Hey Wait A Minute -- I'm from "Flyover Country!"

Anonymous's picture

At one point Winchester suggests that in rejecting the labels, respectively, of “Bosnian” or “Lebanese” writer, Hemon and Alameddine may themselves have essentialized about “Americans” on the program.
But Winchester himself says that “much of the flyover country here [in America] is people who are not in the slightest bit interested [in literature or the rest of the world], you know it’s game shows, and afternoon TV . . .”
Also, he tells a story about meeting a Chinese woman in a remote part of China who asks him to tell her everything he knows about Trollope.

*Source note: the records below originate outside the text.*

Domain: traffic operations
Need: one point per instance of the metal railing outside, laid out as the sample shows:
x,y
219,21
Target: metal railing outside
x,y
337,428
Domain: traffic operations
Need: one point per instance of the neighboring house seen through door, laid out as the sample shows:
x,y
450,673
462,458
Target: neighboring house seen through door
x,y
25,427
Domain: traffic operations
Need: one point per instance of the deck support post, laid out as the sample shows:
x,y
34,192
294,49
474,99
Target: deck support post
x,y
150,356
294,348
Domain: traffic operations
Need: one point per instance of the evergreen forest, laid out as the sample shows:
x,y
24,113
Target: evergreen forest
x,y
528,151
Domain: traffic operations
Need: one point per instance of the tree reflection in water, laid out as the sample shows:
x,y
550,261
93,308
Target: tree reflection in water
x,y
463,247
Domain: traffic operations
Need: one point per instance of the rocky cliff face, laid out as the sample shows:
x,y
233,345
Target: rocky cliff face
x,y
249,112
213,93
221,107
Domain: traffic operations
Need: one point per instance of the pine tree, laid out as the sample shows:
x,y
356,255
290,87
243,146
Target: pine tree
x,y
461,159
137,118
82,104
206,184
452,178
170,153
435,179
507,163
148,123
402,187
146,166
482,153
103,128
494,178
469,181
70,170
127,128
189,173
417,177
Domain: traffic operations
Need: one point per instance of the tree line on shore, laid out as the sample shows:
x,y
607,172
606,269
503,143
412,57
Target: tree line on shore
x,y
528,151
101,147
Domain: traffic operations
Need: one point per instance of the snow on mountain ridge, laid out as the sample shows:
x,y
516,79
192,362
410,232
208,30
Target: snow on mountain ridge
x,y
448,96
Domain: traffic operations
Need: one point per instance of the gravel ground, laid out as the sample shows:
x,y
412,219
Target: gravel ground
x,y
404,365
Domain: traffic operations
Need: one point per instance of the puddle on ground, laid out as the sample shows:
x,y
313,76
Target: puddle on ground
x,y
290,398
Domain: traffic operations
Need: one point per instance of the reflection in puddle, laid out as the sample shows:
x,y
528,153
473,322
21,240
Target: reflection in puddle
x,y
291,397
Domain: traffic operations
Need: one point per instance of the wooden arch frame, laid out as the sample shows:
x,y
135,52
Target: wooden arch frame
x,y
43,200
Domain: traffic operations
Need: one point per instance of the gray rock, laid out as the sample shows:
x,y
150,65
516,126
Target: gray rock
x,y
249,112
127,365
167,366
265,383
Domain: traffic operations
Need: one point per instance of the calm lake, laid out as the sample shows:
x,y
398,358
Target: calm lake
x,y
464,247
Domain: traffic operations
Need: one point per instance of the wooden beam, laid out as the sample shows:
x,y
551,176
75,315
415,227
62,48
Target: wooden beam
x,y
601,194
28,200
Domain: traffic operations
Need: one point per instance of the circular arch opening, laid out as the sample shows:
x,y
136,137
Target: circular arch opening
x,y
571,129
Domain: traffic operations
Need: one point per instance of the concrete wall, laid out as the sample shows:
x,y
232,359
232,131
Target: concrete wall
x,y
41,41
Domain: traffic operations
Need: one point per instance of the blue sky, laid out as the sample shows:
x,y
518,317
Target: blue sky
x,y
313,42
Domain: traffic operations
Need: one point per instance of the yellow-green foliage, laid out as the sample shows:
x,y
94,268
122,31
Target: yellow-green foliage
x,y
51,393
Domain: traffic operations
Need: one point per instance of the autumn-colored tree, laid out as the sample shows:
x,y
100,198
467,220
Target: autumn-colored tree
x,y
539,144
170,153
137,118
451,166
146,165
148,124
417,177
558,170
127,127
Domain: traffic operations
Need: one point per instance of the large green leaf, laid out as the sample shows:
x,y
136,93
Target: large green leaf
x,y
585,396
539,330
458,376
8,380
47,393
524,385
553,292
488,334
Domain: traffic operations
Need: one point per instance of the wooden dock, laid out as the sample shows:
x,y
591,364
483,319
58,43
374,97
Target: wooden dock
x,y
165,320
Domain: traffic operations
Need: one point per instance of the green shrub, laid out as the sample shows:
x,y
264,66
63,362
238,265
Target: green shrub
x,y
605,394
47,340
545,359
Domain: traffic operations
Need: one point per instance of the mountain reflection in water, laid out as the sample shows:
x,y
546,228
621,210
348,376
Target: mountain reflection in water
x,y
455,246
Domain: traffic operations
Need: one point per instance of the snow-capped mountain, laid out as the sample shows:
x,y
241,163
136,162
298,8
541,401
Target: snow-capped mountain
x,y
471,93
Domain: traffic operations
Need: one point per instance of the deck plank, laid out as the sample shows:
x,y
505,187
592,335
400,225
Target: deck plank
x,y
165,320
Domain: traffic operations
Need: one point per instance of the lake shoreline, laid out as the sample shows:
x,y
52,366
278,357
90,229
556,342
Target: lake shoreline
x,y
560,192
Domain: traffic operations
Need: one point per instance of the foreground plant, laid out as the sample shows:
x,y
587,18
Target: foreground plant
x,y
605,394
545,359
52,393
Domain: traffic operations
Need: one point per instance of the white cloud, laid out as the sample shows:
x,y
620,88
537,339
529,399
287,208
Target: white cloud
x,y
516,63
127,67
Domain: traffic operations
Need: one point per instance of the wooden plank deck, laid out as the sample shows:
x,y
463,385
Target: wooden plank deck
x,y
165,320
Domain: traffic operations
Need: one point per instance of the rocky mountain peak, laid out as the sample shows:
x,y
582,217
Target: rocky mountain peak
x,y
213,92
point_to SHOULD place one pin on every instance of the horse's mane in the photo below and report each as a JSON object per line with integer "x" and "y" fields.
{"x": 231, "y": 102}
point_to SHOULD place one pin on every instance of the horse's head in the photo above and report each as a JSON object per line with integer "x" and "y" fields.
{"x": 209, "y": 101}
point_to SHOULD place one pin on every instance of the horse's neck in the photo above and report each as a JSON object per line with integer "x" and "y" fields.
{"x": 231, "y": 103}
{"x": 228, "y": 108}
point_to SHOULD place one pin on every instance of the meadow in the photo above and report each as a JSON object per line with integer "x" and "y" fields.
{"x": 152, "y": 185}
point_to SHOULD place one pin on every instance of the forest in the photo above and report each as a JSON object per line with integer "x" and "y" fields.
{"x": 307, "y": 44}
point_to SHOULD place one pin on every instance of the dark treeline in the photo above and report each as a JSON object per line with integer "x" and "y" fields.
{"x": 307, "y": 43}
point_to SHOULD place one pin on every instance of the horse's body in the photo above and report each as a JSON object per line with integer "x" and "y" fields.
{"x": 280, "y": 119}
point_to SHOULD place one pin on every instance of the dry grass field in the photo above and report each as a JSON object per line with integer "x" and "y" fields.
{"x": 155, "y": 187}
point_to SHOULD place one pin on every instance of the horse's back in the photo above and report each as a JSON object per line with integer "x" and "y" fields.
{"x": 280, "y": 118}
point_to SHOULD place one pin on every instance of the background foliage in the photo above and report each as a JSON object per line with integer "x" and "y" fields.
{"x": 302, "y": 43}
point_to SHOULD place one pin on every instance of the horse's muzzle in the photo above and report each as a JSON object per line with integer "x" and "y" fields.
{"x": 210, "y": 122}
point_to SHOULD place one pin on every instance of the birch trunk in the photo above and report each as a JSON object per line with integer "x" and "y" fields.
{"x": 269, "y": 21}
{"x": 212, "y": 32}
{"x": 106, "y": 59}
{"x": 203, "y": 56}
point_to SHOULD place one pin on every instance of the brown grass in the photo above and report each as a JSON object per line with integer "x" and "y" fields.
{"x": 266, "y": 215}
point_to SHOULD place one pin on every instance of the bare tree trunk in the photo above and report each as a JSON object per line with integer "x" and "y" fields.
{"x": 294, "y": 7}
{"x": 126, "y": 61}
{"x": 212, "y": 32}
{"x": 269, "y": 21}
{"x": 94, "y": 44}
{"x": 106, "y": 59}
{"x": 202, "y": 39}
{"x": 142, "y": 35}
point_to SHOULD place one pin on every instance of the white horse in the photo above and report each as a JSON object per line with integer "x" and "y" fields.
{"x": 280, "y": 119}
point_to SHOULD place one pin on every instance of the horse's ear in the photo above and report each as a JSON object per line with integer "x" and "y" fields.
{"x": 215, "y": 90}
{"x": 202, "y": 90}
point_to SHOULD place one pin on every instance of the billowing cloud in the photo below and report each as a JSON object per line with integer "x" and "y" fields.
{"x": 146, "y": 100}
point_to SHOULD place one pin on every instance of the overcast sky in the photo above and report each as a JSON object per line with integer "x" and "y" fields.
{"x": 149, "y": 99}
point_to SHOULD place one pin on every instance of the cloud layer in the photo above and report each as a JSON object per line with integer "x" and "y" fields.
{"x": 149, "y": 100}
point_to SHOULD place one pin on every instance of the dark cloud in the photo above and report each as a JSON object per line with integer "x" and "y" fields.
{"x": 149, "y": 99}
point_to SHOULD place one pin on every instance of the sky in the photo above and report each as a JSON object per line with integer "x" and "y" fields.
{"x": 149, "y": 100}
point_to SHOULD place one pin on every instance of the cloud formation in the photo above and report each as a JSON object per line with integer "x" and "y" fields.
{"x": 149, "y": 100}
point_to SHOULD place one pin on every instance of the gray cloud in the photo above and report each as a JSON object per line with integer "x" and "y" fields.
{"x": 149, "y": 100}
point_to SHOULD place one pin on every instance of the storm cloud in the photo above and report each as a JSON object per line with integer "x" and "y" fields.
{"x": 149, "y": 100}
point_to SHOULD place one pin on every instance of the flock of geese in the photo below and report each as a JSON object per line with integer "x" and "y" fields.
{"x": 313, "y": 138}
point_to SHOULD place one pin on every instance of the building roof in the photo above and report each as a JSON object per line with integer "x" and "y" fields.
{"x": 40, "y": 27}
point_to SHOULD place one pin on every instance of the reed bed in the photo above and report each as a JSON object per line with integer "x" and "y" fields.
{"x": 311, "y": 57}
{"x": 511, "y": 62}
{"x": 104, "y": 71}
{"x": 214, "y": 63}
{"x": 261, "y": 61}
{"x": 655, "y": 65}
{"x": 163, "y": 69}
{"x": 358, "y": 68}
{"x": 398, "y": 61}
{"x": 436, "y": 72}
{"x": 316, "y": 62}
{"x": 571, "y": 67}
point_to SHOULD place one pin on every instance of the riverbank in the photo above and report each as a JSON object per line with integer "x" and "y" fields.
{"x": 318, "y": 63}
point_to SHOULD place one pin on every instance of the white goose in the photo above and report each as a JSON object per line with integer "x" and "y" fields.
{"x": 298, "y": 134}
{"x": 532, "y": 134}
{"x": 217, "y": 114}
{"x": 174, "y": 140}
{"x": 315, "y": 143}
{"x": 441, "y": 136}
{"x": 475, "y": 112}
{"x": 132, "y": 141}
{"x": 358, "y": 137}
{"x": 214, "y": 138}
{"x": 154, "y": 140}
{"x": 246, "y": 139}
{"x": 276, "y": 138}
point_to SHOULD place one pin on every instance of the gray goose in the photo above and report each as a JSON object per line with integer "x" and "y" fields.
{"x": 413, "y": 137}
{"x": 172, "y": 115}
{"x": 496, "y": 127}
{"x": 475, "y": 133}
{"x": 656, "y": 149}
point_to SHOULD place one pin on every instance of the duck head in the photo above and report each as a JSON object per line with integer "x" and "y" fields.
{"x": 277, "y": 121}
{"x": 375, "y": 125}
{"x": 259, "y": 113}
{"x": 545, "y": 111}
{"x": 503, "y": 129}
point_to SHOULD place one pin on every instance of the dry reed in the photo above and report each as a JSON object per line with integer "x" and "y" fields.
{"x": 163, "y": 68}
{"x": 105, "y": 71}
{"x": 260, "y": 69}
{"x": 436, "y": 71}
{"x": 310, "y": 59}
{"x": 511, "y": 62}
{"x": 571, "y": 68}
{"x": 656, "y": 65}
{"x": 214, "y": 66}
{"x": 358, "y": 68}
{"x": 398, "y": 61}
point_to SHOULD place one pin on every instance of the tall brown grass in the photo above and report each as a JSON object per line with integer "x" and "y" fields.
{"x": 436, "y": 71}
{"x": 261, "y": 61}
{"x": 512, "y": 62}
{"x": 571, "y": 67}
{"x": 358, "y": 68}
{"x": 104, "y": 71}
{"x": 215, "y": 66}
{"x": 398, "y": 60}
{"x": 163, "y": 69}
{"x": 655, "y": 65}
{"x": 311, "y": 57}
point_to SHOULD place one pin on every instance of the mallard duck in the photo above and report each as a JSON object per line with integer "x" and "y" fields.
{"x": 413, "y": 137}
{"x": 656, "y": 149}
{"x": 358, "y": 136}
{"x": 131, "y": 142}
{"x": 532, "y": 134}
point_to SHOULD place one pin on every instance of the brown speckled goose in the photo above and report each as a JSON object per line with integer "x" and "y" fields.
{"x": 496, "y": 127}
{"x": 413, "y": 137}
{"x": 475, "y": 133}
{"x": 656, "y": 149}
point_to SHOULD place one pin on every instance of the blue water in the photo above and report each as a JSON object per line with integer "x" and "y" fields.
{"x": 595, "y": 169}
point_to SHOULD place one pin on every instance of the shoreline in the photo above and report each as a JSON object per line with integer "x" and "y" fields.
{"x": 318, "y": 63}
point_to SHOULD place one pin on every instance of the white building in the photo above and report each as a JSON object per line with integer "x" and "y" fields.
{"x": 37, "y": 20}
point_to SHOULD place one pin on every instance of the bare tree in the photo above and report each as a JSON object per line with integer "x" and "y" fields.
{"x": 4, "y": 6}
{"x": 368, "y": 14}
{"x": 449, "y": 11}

He then says “you wouldn’t find that in the middle of America, ‘can you tell me about Ivo Andrić [the Nobel Prize winning Bosnian author of The Bridge on the Drina (1945)], [or] can you tell me all about a great Lebanese writer,’ but you would find it in China, thank heavens.”

What do you think?

oshuhua's picture

Your implication is clearly

Your implication is clearly right--Winchester is equally guilty of essentializing. I think it's pretty hard to avoid, in some cases at least. Ironically, when someone is defensive of their own people's rights or desirous of winning some respect for their own group, insisting on its unique qualities and dignity, it almost automatically leads to the sort of polarization between "us" and "you all." So while insisting on not being glossed over by others, the tendency is to gloss over these others. Perhaps the mind can't picture so many uniquenesses at once.
This is a real difficulty, because clearly each group and each individual deserves some dignity and recognition of its unique nature, but by asserting a group's identity it simultaneously tends to assume a homogeneity it may not really have: "we are such and such" assumes that all members are this way. This can generate, whether on purpose or not, a new stereotype, and stereotypes are very hard to shake off.
My study has been on the way the Western world has regarded the Romanies, and their fictionalized counterparts, the Gypsies. These stereotypes--either of the Gypsy as a villain of sorts, or as a victim group, or even as a simple cultural unit that should be judged objectively--effectively interfere with clear perception in many people. It's a real challenge when your cultural group is perceived as a thieving race--people cannot get over the image to see the real person behind the label.
I hope I'm not drifting too far from the topic. . .I'm rather deeply interested in stereotypes and the perception of reality.
It won't surprise readers here that I urge everyone to evaluate people fairly and individually. However, it's hard to achieve. If we really do that we won't perhaps have any time for our own business! True fairness is very demanding work. I guess everyone, viewing him- or herself as the protagonist in their own life stories (See the 5th interview), tries to live up to the standards of a storybook hero, and therefore wishes to be fair. However, in the end, I guess it may be always a matter of finding a workable compromise between complete fairness and wholesale stereotypes. Perhaps many give people who seem to matter to them a 'fair shake' and then freeze their impression at that point?
Best to all readers!

gregoryknapp's picture

Dear oshuhua: Thank you for

Dear oshuhua:

Thank you for your thoughts.

You mention that you study the Romanies, and I wonder if you have read "Little Money Street: In Search of Gypsies and Their Music in the South of France" a non-fiction book by Fernanda Eberstadt, a writer who has written four excellent novels in the last 23 years and who is, to my mind, much less well known than she deserves to be.

I have not read her non-fiction, so I would be interested to hear your thoughts on it, if you have any.

Thanks again,

Greg

oshuhua's picture

Hello, Greg. Thank you for

Hello, Greg. Thank you for the recommendation. I am also a music teacher and composer and feel very interested in this book. I will try to find it! I'll let you know my reactions, for sure.